Some children and adolescents have conditions that predispose them to suicidality. Medications used to treat medical or psychiatric conditions (some also associated with suicidal risk) may elevate suicidal thoughts or behaviors in a small proportion of patients. Clinicians treating children and adolescents, the patients themselves and their families need to know more about medication-related suicidality (MRS).

There is insufficient data available about safety of using many medications in children and adolescents who may have an illness that itself predispose them to suicidality. There is also insufficient data available about the time-course of medication related suicidality and what happens to it over the long-term.
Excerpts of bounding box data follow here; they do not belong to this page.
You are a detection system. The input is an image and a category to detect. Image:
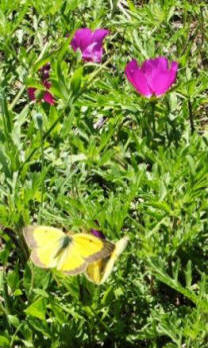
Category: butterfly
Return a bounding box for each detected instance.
[23,226,114,275]
[85,237,128,285]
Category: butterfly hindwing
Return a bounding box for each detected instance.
[23,226,114,275]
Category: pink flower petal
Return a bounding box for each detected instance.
[27,87,36,100]
[125,59,153,98]
[42,79,51,89]
[92,29,110,45]
[43,92,55,105]
[71,28,109,63]
[71,28,93,52]
[127,57,178,97]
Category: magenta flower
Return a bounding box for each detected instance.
[27,63,55,105]
[90,228,105,239]
[125,57,178,98]
[71,28,109,63]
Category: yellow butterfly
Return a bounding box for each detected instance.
[23,226,114,275]
[85,237,128,285]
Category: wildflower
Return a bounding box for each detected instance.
[71,28,109,63]
[125,57,178,98]
[27,63,55,105]
[90,228,105,239]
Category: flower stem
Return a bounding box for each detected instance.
[39,127,44,224]
[188,99,195,134]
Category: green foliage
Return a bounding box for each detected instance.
[0,0,208,348]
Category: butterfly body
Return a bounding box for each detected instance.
[23,226,114,275]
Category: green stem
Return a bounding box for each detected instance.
[188,99,195,134]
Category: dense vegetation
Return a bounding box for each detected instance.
[0,0,208,348]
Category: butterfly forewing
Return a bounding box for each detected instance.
[85,237,128,285]
[23,226,65,268]
[73,233,114,262]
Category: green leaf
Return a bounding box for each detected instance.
[25,298,46,320]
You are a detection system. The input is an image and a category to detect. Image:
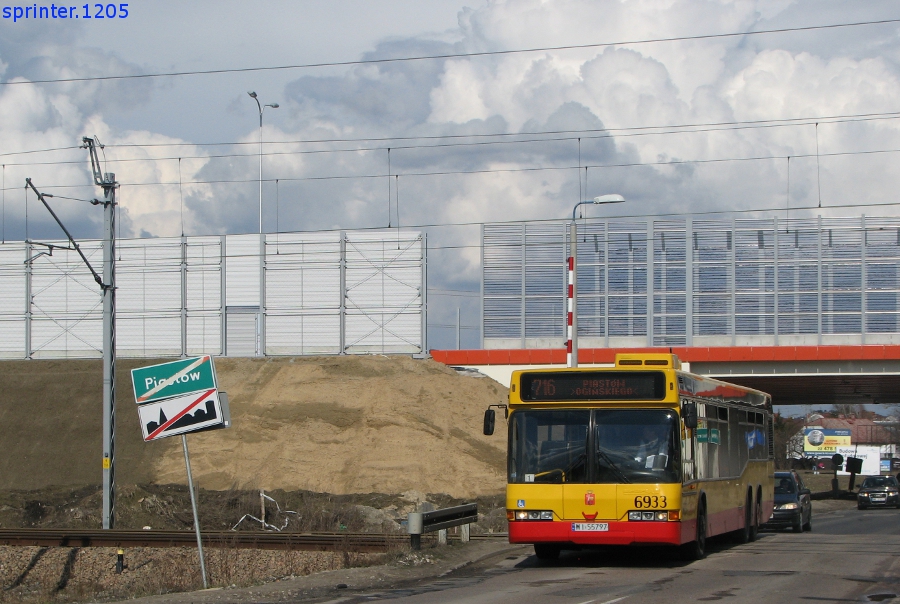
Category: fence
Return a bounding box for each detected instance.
[0,230,426,358]
[482,216,900,348]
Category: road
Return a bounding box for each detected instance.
[317,508,900,604]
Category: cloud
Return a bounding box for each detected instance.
[0,0,900,346]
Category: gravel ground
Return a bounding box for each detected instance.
[0,546,385,603]
[0,499,856,604]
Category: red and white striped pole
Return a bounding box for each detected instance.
[566,220,578,367]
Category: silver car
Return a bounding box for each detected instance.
[856,476,900,510]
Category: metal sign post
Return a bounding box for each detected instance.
[131,355,231,589]
[181,434,209,589]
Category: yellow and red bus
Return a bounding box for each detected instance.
[484,353,775,559]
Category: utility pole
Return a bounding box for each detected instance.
[81,137,119,529]
[25,137,119,529]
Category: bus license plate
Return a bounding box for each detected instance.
[572,522,609,533]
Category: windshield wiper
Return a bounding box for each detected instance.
[597,448,631,484]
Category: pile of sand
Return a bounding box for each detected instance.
[0,356,507,497]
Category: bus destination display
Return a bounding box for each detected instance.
[521,371,666,401]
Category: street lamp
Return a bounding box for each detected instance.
[247,90,278,235]
[247,90,278,357]
[566,194,625,367]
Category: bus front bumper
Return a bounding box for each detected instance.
[509,520,687,545]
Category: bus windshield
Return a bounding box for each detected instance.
[509,409,680,484]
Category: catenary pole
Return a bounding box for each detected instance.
[81,137,118,529]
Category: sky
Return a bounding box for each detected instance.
[0,0,900,348]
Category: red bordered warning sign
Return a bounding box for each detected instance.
[138,388,226,441]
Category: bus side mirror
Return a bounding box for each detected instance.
[484,409,497,436]
[681,402,697,430]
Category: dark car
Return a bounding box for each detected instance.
[766,470,812,533]
[856,476,900,510]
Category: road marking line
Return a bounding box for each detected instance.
[578,596,630,604]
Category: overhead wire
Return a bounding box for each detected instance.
[0,112,900,166]
[7,143,900,189]
[0,19,900,86]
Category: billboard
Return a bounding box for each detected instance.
[803,427,850,457]
[837,445,881,476]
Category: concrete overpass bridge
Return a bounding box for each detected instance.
[431,345,900,408]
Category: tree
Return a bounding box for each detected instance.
[774,413,804,470]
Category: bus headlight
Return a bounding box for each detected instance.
[628,510,677,522]
[512,510,553,520]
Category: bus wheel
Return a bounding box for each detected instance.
[534,543,562,560]
[681,503,706,561]
[750,494,762,541]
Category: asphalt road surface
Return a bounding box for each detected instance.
[324,508,900,604]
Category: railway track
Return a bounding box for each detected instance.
[0,529,506,552]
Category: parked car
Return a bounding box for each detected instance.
[856,476,900,510]
[766,470,812,533]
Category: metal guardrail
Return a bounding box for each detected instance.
[406,503,478,550]
[0,529,405,552]
[0,529,507,552]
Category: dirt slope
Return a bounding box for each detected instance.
[0,356,507,497]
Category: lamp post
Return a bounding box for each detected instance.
[566,194,625,367]
[247,90,278,357]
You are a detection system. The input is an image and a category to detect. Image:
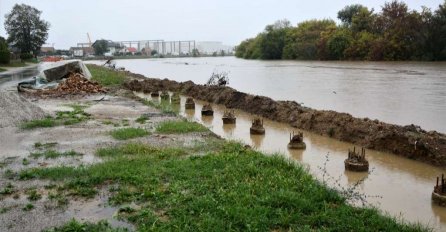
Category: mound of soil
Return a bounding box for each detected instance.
[125,72,446,167]
[28,73,107,97]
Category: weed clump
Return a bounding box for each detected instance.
[30,150,83,159]
[110,128,149,140]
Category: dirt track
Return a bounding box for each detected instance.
[125,72,446,167]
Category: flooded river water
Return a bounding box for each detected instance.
[0,57,446,231]
[98,57,446,133]
[137,89,446,231]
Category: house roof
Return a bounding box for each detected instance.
[40,47,56,52]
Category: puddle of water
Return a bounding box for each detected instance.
[64,190,135,231]
[137,93,446,230]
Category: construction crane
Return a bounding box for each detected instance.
[87,32,92,47]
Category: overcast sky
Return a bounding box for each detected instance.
[0,0,444,49]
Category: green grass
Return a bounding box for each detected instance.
[16,142,427,231]
[43,219,128,232]
[135,115,149,124]
[156,120,209,134]
[34,142,58,149]
[20,104,91,130]
[30,150,83,159]
[22,203,34,211]
[26,189,42,201]
[87,64,126,86]
[0,183,16,196]
[110,127,149,140]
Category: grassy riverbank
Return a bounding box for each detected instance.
[0,66,428,231]
[19,137,423,231]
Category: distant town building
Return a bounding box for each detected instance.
[70,47,94,57]
[197,41,234,55]
[40,47,56,56]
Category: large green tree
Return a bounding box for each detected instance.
[259,20,291,60]
[0,36,10,64]
[5,4,50,54]
[429,0,446,60]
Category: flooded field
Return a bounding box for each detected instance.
[138,91,446,231]
[95,57,446,133]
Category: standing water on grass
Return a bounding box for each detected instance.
[89,57,446,133]
[137,93,446,231]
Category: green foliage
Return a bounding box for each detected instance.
[30,150,83,159]
[156,120,209,134]
[110,128,149,140]
[16,142,426,231]
[0,36,11,65]
[236,0,446,61]
[5,4,50,54]
[338,4,367,26]
[0,183,16,196]
[43,219,128,232]
[22,203,34,211]
[135,115,149,124]
[25,189,42,201]
[87,64,126,86]
[92,39,109,56]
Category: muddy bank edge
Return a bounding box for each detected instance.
[117,68,446,167]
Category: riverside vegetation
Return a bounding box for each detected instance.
[0,66,430,231]
[236,0,446,61]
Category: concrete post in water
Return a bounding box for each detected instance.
[201,104,214,116]
[184,97,195,110]
[250,118,265,135]
[344,147,369,172]
[431,174,446,207]
[288,131,307,149]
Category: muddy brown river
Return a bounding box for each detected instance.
[97,57,446,133]
[136,93,446,231]
[3,57,446,231]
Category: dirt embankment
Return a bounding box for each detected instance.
[125,73,446,167]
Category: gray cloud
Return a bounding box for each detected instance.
[0,0,443,48]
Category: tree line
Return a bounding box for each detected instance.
[235,0,446,61]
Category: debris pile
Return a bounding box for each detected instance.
[19,73,107,97]
[344,148,369,172]
[288,131,307,149]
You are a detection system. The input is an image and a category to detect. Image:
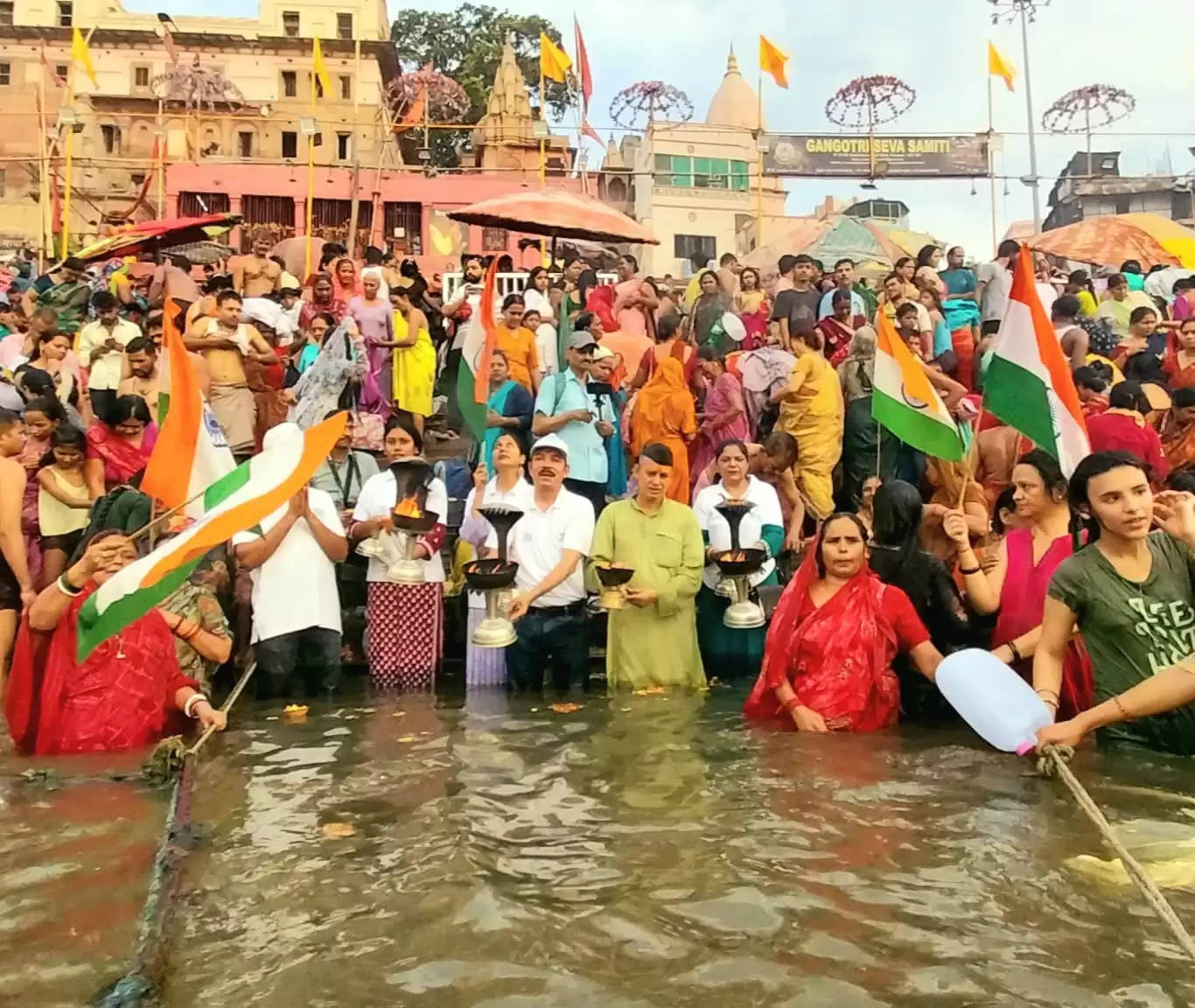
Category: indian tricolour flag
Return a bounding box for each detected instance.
[871,311,963,461]
[141,291,236,518]
[457,258,499,441]
[983,245,1091,476]
[78,412,348,662]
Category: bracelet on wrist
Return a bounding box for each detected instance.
[183,694,208,718]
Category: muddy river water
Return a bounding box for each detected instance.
[0,691,1195,1008]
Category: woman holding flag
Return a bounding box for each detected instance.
[4,532,226,756]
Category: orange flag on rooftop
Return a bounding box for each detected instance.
[987,40,1017,91]
[395,85,428,133]
[758,35,789,88]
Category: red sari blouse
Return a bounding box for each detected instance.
[4,586,199,756]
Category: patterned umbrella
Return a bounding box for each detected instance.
[1025,214,1195,269]
[448,189,660,245]
[75,214,241,262]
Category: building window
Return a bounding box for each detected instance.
[655,154,695,189]
[481,228,510,252]
[730,161,751,192]
[693,158,730,189]
[673,234,718,262]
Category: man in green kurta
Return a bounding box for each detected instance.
[589,444,705,691]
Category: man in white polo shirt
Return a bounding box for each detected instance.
[486,434,594,692]
[232,444,349,698]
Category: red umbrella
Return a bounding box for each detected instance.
[448,189,660,245]
[75,214,241,262]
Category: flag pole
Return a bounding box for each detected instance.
[154,98,166,218]
[539,63,548,189]
[987,71,998,252]
[59,59,75,260]
[348,38,361,260]
[304,60,319,277]
[755,66,764,248]
[37,67,53,273]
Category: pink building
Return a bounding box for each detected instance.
[166,43,582,273]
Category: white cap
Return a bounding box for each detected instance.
[531,434,569,461]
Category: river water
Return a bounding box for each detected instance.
[0,691,1195,1008]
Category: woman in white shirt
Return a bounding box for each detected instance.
[349,416,448,690]
[460,430,535,688]
[693,441,784,681]
[523,265,561,374]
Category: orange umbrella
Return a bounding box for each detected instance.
[1025,214,1195,269]
[448,189,660,245]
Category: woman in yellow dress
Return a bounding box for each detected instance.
[389,276,437,434]
[772,330,842,520]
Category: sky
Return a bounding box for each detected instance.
[125,0,1195,258]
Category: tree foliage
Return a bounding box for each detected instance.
[389,4,572,167]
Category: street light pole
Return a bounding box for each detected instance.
[989,0,1049,232]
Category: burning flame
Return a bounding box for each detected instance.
[395,497,423,518]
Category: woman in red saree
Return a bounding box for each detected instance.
[1159,388,1195,473]
[84,396,157,497]
[744,514,941,733]
[4,532,226,756]
[1162,318,1195,392]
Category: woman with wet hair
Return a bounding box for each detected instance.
[1034,452,1195,756]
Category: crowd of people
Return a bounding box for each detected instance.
[0,234,1195,753]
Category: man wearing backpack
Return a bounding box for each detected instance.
[532,332,614,518]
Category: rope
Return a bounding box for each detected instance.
[92,760,195,1008]
[1038,745,1195,962]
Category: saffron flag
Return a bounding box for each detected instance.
[141,298,236,518]
[311,36,332,97]
[457,256,499,441]
[572,14,601,108]
[71,25,98,86]
[76,412,348,662]
[395,85,428,133]
[758,35,789,88]
[983,245,1091,477]
[539,32,572,83]
[871,311,963,461]
[581,120,606,147]
[987,42,1017,91]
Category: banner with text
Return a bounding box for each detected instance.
[764,133,989,178]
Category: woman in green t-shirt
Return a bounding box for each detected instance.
[1034,452,1195,756]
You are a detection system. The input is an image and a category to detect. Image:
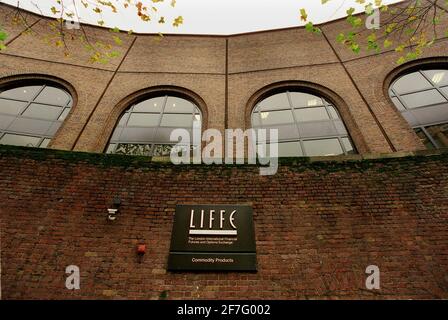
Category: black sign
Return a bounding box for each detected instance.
[168,205,257,271]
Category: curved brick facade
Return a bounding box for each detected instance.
[0,1,448,299]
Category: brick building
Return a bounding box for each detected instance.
[0,1,448,299]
Further, there is insufficient data available about the long-term safety, in particular about medication related suicidality, especially since there is evidence to suggest that paediatric populations may represent a vulnerable group compared to adults.

The STOP project arises from the collaboration of a group of experts in paediatric psychopharmacology within the framework of the European Child and Adolescent Paediatric Network (ECAPN). ECAPN is supported by the European College of Neuropsychopharmacology (ECNP) ( and its network initiative (EcnpNI).


The STOP project aims to develop a comprehensive web-based methodology for the assessment and monitoring of suicidality in children and adolescents. Four domains are of importance for this purpose: assessment and monitoring of suicidality, assessment of putative risk and protective factors but also mediators (intermediate outcomes contributing to treatment effects), assessment of psychiatric and physical symptoms and medication characteristics.

This assessment methodology will be used in three clinical samples to identify characteristic features of medication-related suicidality (MRS): children and adolescent receiving an atypical antipsychotic, children receiving fluoxetine for depression and children treated with montelukast for bronchial asthma. These medications were targeted because they have been related to suicidality.

Summary of the STOP project

The project consists of 12 work packages (WPs).

A more detailed look at the work packages can be found here.

WP1 covers the management of the overall project.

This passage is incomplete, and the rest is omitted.